Bonhoeffer broke a lot of the rules of his time and taught that faith should be external and active, Kelly said. To Bonhoeffer, pursuit of justice and faith were inextricably linked. These teachings resonated with Kelly during an unexpected time in his life when his faith most needed it.
“When you’re in a monastery like I was, life is pretty much mapped out,” said Kelly, a systematic theology professor at La Salle University. “I thought maybe at that point in my life, I was following a rule, but I had lost contact with Jesus Christ, and I think that’s what really turned my life around — being on the receiving end of (Bonhoeffer’s) criticisms.”
Bonhoeffer was, as fitting with the Interfaith Lecture Series theme this week, a spy for God. At 2 p.m. today in the Hall of Philosophy, Kelly will discuss Bonhoeffer’s dichotomous life in a lecture called “The Costly Grace of Christian Discipleship in the Life, Writings and Espionage Activities of Dietrich Bonhoeffer.”
However, his desire for justice and active faith often put him in conflict with his own pacifism. Most notably, he was a double agent — both a spy for the Third Reich and an active member of the conspiracy to overthrow and kill Hitler, Kelly said.
“We can search the writings of religious writers of that period, but there’s no one who spoke so forcefully or eloquently on the need for peace on earth, so it seems a bit incongruous that he will then join the conspiracy to kill the head of state,” Kelly said.

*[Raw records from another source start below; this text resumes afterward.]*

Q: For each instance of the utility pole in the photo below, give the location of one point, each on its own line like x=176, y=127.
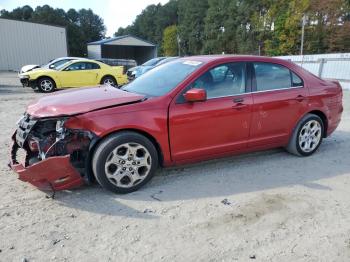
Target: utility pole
x=178, y=44
x=302, y=35
x=222, y=29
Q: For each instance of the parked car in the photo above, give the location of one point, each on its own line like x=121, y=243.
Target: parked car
x=76, y=73
x=137, y=71
x=51, y=65
x=127, y=63
x=188, y=110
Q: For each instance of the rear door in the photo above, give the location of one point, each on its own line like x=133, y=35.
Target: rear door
x=279, y=98
x=221, y=123
x=79, y=74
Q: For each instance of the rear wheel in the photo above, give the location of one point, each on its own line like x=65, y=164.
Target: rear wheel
x=124, y=162
x=307, y=136
x=108, y=80
x=46, y=85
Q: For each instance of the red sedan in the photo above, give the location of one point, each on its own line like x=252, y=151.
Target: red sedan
x=188, y=110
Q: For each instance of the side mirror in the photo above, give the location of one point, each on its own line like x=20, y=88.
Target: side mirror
x=196, y=95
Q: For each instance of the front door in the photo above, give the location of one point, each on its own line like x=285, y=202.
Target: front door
x=78, y=74
x=218, y=125
x=280, y=98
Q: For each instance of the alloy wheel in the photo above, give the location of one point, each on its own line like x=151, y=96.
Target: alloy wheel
x=310, y=136
x=46, y=85
x=128, y=165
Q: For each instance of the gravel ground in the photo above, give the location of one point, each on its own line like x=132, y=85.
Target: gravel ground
x=267, y=206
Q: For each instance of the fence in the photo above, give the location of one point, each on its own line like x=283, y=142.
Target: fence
x=328, y=66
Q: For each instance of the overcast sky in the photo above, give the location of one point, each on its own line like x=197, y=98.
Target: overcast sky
x=115, y=13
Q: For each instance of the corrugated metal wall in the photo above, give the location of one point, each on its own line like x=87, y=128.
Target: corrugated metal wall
x=23, y=43
x=333, y=66
x=94, y=51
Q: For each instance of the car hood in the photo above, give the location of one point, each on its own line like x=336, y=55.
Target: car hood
x=28, y=68
x=39, y=70
x=82, y=100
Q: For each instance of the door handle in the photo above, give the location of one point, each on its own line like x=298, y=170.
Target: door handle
x=239, y=106
x=238, y=100
x=300, y=98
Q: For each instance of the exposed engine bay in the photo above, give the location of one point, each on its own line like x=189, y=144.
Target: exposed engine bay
x=47, y=138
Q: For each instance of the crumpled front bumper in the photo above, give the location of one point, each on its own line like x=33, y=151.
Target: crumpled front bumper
x=53, y=173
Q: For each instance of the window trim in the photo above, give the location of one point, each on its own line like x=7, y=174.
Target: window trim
x=255, y=86
x=247, y=84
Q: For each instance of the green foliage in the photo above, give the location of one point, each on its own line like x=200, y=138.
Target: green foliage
x=82, y=26
x=170, y=44
x=214, y=26
x=273, y=27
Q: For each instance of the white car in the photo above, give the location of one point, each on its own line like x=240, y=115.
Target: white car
x=52, y=64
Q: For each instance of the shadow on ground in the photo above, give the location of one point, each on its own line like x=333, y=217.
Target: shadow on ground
x=223, y=177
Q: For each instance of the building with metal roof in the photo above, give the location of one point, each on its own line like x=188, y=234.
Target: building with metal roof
x=23, y=43
x=123, y=47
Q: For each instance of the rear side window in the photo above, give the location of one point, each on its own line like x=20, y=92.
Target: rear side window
x=271, y=76
x=60, y=62
x=91, y=66
x=296, y=80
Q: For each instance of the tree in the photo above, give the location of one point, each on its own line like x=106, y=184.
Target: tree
x=170, y=46
x=191, y=25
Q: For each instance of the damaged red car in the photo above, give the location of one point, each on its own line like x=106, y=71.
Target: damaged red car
x=188, y=110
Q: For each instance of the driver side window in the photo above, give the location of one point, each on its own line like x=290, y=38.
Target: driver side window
x=223, y=80
x=76, y=66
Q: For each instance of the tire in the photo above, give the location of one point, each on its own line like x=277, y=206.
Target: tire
x=307, y=136
x=124, y=162
x=109, y=80
x=46, y=85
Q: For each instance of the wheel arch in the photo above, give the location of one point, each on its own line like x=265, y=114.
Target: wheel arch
x=324, y=119
x=45, y=76
x=95, y=142
x=108, y=75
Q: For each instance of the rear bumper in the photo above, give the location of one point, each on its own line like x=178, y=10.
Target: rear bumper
x=53, y=173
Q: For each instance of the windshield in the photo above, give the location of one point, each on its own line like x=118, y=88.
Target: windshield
x=153, y=61
x=162, y=79
x=60, y=66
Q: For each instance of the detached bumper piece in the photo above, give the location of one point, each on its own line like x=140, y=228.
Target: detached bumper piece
x=54, y=173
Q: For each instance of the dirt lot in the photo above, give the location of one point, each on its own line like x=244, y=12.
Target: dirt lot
x=268, y=206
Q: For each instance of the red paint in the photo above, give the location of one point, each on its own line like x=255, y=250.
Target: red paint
x=192, y=131
x=75, y=101
x=54, y=173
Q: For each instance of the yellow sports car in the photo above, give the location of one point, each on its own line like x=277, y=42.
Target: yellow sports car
x=76, y=73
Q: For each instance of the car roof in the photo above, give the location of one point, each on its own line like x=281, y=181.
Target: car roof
x=223, y=58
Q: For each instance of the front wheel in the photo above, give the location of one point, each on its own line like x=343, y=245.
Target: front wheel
x=108, y=80
x=124, y=162
x=307, y=136
x=46, y=85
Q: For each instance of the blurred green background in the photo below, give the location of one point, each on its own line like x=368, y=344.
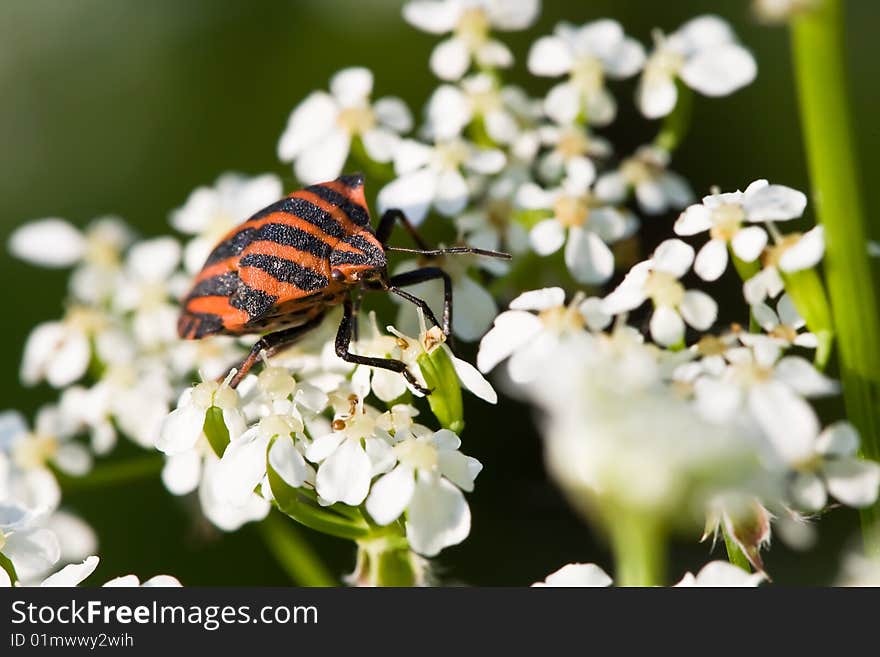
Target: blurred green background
x=109, y=106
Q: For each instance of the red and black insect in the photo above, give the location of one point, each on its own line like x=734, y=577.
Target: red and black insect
x=282, y=269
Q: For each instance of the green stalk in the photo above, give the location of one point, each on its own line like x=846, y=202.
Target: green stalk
x=818, y=48
x=293, y=552
x=639, y=550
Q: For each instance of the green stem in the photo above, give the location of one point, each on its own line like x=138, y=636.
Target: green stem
x=818, y=48
x=113, y=474
x=293, y=552
x=639, y=550
x=735, y=555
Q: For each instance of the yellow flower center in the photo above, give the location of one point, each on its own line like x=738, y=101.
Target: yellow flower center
x=473, y=28
x=417, y=454
x=726, y=221
x=571, y=210
x=664, y=289
x=357, y=120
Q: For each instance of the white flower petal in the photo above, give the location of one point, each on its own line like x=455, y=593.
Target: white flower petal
x=48, y=242
x=550, y=56
x=806, y=253
x=512, y=330
x=72, y=574
x=667, y=327
x=450, y=59
x=547, y=297
x=720, y=71
x=588, y=258
x=323, y=160
x=438, y=516
x=391, y=494
x=712, y=260
x=699, y=309
x=547, y=237
x=852, y=481
x=577, y=574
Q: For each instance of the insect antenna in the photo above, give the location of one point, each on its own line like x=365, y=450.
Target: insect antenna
x=453, y=250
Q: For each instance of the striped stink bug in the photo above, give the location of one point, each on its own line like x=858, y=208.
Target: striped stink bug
x=281, y=270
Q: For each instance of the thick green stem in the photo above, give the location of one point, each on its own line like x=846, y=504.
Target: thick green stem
x=293, y=552
x=818, y=50
x=639, y=550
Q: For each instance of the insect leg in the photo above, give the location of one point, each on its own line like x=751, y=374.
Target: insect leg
x=272, y=344
x=420, y=276
x=343, y=342
x=386, y=223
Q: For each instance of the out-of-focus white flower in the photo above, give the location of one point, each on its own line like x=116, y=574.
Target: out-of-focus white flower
x=717, y=574
x=470, y=22
x=657, y=279
x=431, y=176
x=321, y=128
x=528, y=338
x=50, y=442
x=657, y=189
x=183, y=427
x=704, y=54
x=784, y=323
x=835, y=469
x=576, y=575
x=581, y=222
x=724, y=216
x=771, y=391
x=572, y=149
x=211, y=212
x=587, y=54
x=791, y=253
x=426, y=483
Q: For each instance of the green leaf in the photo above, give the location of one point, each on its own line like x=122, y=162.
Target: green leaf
x=216, y=431
x=294, y=503
x=445, y=397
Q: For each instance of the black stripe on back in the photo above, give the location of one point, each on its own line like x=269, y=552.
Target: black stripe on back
x=305, y=210
x=286, y=271
x=255, y=303
x=357, y=213
x=278, y=233
x=216, y=286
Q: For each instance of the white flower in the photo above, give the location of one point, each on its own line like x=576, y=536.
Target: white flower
x=580, y=222
x=704, y=54
x=183, y=427
x=717, y=574
x=784, y=323
x=350, y=456
x=791, y=253
x=657, y=279
x=724, y=216
x=577, y=574
x=657, y=189
x=835, y=469
x=320, y=130
x=426, y=483
x=759, y=386
x=211, y=212
x=587, y=54
x=431, y=176
x=527, y=338
x=470, y=22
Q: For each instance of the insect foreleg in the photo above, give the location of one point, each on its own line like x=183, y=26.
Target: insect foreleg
x=272, y=344
x=343, y=343
x=386, y=224
x=420, y=276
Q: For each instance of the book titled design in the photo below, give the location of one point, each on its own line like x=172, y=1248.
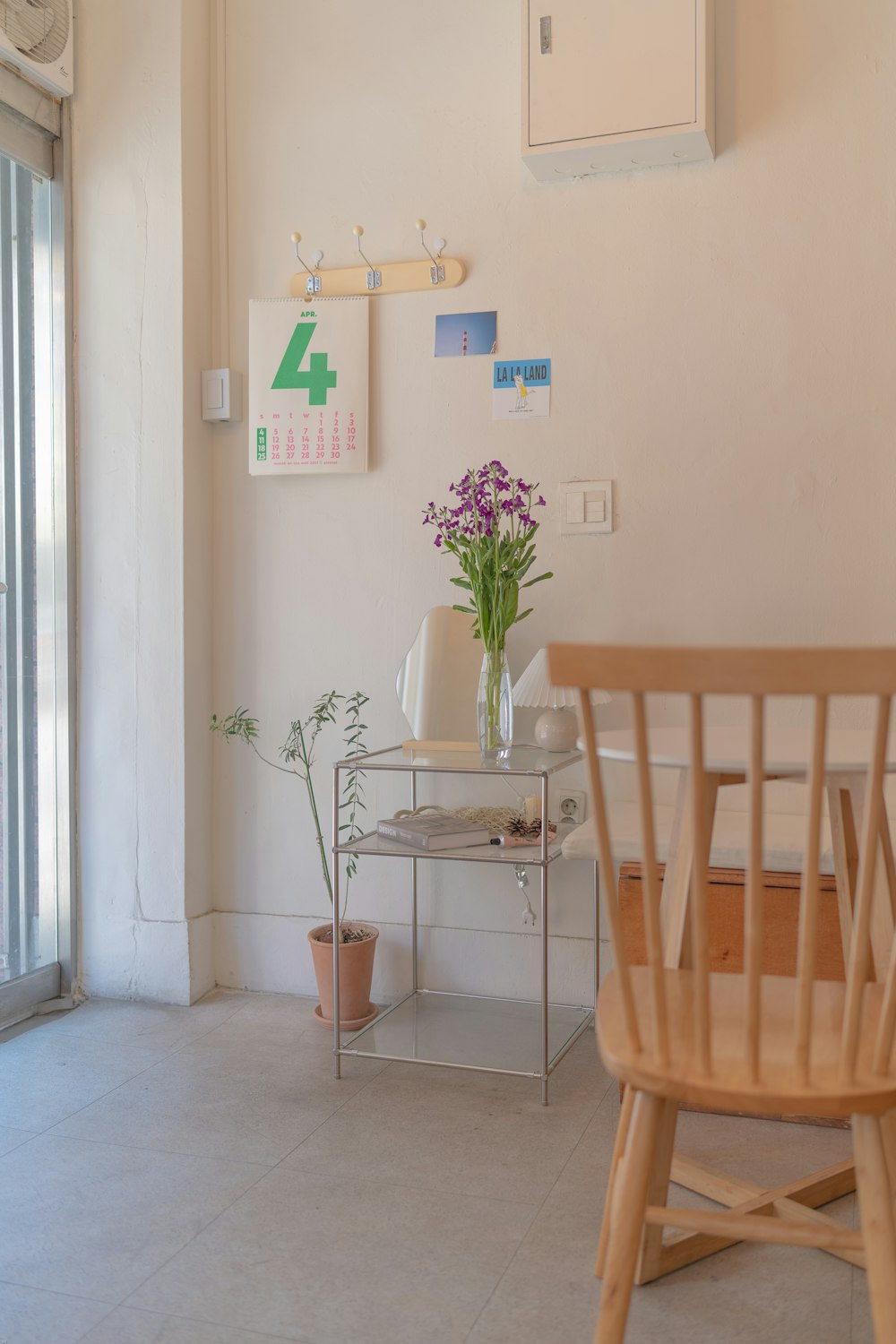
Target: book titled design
x=433, y=832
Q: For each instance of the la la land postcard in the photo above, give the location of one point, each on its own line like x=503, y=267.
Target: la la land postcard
x=521, y=389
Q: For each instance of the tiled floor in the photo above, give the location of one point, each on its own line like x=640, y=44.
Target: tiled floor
x=196, y=1176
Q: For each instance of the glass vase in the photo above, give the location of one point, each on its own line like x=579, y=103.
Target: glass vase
x=495, y=706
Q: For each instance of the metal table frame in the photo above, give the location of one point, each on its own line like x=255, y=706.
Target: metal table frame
x=540, y=859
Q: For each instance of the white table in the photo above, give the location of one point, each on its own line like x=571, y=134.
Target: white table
x=726, y=754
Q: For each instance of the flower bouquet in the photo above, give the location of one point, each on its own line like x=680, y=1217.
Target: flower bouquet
x=490, y=531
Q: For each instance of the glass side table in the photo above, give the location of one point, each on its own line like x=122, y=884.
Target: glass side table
x=527, y=1038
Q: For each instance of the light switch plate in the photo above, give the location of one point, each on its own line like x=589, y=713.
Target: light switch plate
x=586, y=507
x=222, y=394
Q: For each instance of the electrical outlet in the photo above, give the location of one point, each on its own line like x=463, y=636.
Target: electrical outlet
x=571, y=806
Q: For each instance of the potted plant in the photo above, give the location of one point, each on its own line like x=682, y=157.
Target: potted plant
x=490, y=532
x=358, y=941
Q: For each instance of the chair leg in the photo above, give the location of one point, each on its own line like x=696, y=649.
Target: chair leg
x=650, y=1255
x=888, y=1131
x=618, y=1150
x=879, y=1228
x=626, y=1228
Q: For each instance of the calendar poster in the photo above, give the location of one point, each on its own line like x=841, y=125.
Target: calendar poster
x=306, y=386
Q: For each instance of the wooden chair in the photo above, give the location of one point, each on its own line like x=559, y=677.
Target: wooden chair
x=742, y=1042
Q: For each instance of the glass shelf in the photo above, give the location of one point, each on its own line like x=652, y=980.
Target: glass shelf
x=376, y=844
x=495, y=1035
x=521, y=761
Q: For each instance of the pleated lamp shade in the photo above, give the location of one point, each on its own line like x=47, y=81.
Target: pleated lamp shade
x=556, y=728
x=535, y=690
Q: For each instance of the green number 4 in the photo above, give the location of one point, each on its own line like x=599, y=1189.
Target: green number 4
x=317, y=378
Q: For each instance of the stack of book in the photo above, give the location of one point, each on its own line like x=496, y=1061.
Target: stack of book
x=433, y=832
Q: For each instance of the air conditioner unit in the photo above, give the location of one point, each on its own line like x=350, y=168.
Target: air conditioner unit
x=35, y=37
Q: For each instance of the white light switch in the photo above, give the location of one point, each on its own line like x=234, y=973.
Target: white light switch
x=575, y=507
x=222, y=394
x=586, y=507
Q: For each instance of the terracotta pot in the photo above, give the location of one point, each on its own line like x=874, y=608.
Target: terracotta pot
x=355, y=976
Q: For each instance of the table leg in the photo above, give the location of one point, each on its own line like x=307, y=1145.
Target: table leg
x=882, y=918
x=845, y=846
x=414, y=975
x=676, y=883
x=544, y=940
x=336, y=867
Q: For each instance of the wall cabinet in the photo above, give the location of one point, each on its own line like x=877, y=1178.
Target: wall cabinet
x=616, y=83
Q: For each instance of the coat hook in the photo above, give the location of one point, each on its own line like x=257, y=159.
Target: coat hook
x=437, y=271
x=312, y=282
x=374, y=277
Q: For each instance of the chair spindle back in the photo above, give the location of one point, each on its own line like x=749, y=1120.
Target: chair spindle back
x=755, y=674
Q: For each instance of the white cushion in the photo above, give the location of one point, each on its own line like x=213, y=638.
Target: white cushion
x=782, y=835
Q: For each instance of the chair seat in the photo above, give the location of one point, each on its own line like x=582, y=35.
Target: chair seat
x=729, y=1086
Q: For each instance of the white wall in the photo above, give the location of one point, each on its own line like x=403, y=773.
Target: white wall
x=721, y=339
x=144, y=532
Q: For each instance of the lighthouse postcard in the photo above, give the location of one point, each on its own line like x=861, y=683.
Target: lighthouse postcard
x=466, y=333
x=521, y=389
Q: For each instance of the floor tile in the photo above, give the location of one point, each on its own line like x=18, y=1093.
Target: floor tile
x=465, y=1133
x=742, y=1295
x=241, y=1099
x=863, y=1331
x=156, y=1026
x=767, y=1152
x=97, y=1219
x=30, y=1316
x=11, y=1139
x=336, y=1261
x=747, y=1293
x=46, y=1077
x=125, y=1325
x=279, y=1011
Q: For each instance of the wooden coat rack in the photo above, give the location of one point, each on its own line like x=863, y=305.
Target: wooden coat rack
x=395, y=277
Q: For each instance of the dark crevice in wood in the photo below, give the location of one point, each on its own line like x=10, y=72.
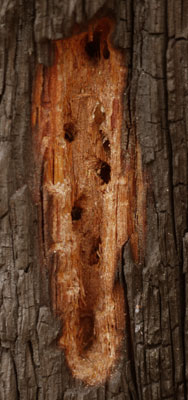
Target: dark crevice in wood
x=106, y=53
x=16, y=378
x=130, y=346
x=42, y=208
x=4, y=74
x=168, y=136
x=181, y=280
x=105, y=172
x=70, y=132
x=76, y=213
x=92, y=47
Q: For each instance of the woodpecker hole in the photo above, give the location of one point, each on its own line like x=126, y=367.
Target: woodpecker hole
x=70, y=132
x=105, y=172
x=106, y=53
x=76, y=213
x=92, y=48
x=94, y=256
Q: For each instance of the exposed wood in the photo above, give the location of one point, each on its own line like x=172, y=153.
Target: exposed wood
x=88, y=197
x=153, y=364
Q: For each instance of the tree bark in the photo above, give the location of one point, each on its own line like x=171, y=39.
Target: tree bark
x=153, y=36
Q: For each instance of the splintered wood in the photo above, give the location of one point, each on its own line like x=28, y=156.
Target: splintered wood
x=90, y=205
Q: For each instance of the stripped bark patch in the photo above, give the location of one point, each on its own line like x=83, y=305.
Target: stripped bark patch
x=89, y=206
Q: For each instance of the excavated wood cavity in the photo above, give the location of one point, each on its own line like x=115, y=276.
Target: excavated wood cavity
x=89, y=206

Bonhoeffer wrote, questioned and re-questioned his ethics several times to reconcile the two desires. Out of this came the double effect of morality, in which Christians recognize sinful behavior but trust they will be forgiven and accept the fault, Kelly said.
Bonhoeffer lived by the double effect of morality standard, which was reflected in the political and espionage work he did in Germany that eventually led to his execution.
“He understood that when you are confronted with an evil that is so systemically rooted in an entire country and an entire ideology, that violence may be necessary,” Kelly said.
In Kelly’s own teachings, he said he takes a cue from Bonhoeffer and encourages his students and audiences to challenge their own faiths and influences.
“A lot of it comes down to sharing our faith and sharing aspects of our lives when we wonder what will be our contribution to the future of our country and our personal lives,” Kelly said. “I think all of us need mentors, and we also need those who can be integrated into the ideal that we need. … It’s simply taking the action of their lives and responding to their challenges.”